IDC expects AR and VR combined to show the strongest growth of the three categories, thanks to both corporate and residential customers. The latter is particularly interested in “robust gaming solutions”, according to IDC. Businesses make the bulk of AR spending today, but IDC expects the market for AR headsets for the general public will grow. It forecast an average annual growth rate of 67.9 percent from 2020 to 2025 for AR and VR combined, which is more than ten times that of its closest competitor, Smart Home Tech (10.1 percent growth rate).IDC expects smart home technology to have the highest market value. Enlarge / IDC expects smart home technology to have the highest market value.

However, smart home technology will be the most valuable market with a forecast value of over $ 400.3 billion in 2025. The biggest sellers are reportedly to be smart TVs, streaming players and other “connected entertainment devices”, which are projected to represent $ 229 billion in 2025.

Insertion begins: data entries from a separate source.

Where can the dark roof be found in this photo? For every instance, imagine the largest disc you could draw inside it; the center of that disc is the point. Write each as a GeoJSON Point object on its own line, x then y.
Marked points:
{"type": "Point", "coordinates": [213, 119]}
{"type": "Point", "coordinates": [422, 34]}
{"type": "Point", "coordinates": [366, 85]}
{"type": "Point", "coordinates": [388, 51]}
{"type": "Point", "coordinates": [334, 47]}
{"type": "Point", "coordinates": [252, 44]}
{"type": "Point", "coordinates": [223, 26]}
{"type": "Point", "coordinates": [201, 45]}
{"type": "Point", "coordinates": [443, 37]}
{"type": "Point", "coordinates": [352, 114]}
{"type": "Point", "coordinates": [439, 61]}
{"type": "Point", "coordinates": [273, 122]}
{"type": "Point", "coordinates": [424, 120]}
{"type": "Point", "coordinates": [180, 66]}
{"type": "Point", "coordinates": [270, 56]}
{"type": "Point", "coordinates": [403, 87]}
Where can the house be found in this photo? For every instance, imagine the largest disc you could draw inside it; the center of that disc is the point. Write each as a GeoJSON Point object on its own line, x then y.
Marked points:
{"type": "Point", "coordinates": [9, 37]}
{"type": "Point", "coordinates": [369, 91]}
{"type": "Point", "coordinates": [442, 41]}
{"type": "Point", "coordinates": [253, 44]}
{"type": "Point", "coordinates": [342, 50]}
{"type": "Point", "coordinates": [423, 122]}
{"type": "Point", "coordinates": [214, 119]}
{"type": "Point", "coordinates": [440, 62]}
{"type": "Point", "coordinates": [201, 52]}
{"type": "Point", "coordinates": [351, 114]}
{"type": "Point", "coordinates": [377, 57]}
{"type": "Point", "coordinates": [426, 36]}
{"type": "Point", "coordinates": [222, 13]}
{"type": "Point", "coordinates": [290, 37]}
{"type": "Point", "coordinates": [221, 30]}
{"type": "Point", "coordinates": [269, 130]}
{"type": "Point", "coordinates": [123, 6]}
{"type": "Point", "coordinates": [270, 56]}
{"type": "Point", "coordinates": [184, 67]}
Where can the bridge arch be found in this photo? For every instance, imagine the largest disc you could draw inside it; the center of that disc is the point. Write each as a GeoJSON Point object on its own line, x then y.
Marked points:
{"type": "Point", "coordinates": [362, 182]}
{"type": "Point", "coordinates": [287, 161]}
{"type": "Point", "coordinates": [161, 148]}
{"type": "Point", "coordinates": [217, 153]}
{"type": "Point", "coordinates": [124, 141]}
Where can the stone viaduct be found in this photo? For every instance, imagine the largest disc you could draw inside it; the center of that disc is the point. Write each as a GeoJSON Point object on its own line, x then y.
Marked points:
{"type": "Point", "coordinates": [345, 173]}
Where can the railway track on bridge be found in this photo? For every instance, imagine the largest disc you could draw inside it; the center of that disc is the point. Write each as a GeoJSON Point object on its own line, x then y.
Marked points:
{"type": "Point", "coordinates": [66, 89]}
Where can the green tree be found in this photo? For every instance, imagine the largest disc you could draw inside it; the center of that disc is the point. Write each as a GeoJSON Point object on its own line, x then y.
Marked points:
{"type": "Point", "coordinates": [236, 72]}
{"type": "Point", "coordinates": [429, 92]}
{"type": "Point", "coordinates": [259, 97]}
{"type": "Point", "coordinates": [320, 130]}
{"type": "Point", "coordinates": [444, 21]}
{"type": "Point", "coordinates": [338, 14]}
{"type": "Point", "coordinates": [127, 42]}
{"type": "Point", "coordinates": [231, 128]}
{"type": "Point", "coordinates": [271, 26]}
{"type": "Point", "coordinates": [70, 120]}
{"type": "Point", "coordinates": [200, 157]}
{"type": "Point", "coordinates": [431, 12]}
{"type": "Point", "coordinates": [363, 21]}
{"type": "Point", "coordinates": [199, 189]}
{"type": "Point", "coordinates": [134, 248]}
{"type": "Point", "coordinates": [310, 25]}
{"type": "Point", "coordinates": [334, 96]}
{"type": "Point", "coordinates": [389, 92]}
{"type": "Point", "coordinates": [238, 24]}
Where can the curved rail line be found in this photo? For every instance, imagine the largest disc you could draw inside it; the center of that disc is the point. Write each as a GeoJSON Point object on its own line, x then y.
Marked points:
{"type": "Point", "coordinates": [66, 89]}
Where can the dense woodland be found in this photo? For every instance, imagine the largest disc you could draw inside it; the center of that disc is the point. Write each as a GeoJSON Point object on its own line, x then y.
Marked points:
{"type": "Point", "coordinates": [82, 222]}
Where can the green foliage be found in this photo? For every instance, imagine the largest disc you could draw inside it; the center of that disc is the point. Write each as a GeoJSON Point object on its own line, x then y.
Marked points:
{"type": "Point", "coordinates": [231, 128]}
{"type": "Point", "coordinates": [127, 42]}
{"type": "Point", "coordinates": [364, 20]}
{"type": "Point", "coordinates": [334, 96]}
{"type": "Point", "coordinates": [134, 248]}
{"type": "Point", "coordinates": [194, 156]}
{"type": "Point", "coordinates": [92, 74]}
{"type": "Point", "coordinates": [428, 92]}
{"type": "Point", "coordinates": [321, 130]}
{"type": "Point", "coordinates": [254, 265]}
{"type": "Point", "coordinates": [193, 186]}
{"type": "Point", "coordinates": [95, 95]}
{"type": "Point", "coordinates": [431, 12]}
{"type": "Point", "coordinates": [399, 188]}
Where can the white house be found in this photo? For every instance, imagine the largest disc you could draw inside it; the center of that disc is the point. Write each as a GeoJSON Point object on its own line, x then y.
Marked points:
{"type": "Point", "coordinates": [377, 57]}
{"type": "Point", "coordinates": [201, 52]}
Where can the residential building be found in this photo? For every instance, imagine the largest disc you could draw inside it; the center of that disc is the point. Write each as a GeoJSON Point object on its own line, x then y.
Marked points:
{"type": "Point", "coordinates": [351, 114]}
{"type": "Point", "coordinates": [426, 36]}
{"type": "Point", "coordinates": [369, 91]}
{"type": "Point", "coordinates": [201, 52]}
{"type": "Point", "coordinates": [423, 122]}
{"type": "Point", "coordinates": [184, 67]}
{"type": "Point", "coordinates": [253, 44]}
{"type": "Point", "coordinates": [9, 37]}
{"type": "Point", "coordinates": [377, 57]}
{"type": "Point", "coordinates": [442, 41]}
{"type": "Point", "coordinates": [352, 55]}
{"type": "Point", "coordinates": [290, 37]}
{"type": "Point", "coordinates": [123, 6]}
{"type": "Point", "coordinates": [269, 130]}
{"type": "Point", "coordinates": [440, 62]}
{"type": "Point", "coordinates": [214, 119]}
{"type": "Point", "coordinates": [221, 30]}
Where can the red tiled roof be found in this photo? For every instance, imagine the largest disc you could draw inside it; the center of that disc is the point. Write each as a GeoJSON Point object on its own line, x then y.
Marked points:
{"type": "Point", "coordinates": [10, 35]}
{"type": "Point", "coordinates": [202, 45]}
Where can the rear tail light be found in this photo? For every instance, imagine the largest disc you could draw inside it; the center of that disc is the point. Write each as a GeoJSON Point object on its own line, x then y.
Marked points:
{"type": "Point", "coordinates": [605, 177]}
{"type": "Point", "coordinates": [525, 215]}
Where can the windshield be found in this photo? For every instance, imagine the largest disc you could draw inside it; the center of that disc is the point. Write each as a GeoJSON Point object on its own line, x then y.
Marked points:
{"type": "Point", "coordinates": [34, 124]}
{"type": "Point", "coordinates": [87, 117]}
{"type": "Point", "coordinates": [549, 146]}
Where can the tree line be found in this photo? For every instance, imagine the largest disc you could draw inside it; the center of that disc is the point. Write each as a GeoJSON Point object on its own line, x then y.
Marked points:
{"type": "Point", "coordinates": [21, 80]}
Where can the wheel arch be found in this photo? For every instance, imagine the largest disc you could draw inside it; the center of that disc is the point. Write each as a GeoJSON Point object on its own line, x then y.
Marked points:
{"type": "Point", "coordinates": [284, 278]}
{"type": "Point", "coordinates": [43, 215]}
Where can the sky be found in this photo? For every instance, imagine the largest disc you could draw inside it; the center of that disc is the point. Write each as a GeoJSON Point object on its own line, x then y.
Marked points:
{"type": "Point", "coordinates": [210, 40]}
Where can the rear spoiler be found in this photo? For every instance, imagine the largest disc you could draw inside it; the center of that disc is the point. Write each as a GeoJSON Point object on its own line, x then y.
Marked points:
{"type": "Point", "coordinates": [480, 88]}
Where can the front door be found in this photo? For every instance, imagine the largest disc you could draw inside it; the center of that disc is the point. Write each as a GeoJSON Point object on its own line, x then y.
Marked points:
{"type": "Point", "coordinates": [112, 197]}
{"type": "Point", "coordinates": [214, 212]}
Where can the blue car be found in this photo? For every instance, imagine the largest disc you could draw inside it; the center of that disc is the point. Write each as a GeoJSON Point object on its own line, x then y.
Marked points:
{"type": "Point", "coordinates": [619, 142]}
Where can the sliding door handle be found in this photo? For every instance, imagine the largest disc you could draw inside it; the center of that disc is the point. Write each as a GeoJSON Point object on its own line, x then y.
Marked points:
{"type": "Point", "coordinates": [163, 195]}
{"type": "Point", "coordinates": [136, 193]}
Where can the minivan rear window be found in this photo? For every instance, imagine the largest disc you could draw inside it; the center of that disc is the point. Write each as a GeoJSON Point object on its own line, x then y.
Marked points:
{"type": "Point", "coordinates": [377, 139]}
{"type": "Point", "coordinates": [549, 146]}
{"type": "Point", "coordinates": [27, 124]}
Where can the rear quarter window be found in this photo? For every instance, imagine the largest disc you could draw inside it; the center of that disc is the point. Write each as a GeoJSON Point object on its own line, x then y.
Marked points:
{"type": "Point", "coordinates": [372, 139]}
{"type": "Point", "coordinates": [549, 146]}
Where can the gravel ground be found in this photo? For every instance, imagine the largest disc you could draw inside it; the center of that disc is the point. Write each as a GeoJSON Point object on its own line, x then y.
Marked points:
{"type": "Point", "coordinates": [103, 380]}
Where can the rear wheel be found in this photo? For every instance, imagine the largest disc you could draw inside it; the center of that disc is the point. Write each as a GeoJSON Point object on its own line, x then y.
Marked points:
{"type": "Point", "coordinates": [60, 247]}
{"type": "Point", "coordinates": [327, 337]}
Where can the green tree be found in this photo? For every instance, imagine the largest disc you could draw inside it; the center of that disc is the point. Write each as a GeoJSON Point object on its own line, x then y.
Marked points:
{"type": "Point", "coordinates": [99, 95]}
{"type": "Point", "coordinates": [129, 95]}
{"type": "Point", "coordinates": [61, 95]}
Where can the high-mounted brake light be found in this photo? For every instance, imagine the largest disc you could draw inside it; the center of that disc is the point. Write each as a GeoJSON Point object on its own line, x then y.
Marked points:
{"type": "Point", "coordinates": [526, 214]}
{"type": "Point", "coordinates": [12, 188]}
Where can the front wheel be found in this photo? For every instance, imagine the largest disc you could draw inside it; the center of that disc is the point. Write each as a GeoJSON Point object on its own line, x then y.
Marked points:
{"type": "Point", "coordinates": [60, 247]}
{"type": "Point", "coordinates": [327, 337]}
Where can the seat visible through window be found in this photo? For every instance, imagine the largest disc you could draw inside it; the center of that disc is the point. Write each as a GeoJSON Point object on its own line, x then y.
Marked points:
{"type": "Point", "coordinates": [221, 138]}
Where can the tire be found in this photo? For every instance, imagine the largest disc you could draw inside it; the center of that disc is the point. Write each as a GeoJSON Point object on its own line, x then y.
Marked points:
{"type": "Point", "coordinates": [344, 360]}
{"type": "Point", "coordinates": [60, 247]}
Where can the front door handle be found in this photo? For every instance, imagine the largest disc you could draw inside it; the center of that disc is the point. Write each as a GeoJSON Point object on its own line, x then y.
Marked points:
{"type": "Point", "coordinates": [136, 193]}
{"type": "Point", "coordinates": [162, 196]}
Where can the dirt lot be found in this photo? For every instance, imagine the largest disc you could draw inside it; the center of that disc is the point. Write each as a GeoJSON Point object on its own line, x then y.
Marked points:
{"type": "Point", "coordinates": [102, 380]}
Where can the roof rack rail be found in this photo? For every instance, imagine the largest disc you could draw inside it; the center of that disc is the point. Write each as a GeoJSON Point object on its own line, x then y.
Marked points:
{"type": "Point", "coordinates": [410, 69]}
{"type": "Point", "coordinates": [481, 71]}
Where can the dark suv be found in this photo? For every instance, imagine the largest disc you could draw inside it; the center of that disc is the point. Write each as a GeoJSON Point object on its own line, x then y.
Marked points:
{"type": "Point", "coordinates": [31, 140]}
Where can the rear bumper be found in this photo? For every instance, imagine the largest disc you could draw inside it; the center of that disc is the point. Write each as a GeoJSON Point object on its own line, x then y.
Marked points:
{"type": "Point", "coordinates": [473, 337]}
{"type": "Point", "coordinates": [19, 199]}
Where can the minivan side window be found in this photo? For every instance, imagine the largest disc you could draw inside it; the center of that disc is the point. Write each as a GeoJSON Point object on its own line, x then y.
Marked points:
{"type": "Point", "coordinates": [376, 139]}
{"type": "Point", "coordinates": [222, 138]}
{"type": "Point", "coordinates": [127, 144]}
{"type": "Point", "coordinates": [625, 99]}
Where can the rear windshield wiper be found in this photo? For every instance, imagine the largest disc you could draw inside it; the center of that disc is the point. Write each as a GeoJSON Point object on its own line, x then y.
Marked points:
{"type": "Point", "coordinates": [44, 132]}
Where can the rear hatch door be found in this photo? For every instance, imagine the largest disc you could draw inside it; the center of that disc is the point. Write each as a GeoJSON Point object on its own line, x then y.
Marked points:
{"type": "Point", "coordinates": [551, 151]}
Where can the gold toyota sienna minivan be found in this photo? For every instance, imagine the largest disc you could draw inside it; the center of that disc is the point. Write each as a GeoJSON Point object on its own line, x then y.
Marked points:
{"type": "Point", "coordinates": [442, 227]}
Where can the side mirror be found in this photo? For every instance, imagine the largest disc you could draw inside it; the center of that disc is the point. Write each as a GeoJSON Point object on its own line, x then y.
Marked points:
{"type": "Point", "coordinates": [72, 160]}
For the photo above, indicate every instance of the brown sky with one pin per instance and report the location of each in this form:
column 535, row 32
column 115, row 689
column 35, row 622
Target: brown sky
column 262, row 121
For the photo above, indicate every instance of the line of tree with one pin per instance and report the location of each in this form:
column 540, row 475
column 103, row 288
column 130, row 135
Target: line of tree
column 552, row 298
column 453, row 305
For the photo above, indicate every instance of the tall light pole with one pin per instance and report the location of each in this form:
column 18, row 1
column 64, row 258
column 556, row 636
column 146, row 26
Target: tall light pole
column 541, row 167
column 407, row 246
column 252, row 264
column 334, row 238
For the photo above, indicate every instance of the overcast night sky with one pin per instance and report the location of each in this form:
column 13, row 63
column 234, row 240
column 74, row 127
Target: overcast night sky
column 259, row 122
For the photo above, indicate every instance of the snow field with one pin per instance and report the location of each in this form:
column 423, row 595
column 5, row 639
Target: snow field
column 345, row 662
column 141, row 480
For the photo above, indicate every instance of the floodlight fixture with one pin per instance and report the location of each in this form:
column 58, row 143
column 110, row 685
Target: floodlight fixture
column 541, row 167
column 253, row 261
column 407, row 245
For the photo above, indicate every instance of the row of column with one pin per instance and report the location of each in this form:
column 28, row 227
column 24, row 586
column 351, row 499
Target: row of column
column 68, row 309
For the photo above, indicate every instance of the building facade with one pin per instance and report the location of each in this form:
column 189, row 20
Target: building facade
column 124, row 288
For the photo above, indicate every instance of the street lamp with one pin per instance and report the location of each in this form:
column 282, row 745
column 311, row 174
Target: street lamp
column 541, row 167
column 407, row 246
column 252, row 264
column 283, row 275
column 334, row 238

According to Adam Wright, senior research analyst on IDC’s Smart Home and Office Devices team, smart home and office technologies are driven more by services than hardware features and reliability.

The breadth, depth, uniqueness and quality of records will increasingly determine the value potential of a smart home provider, and as device margins come under pressure, the role of devices in service delivery will largely be left to vehicles, “Wright said in a statement on the today’s announcement.

Earwear and smartwatches are expected to be the drivers of the wearables market during these five years. IDC expects the wearables space to have the slowest growth rate among the three categories, although it will be rated higher than the AR and VR markets in both 2021 and 2025.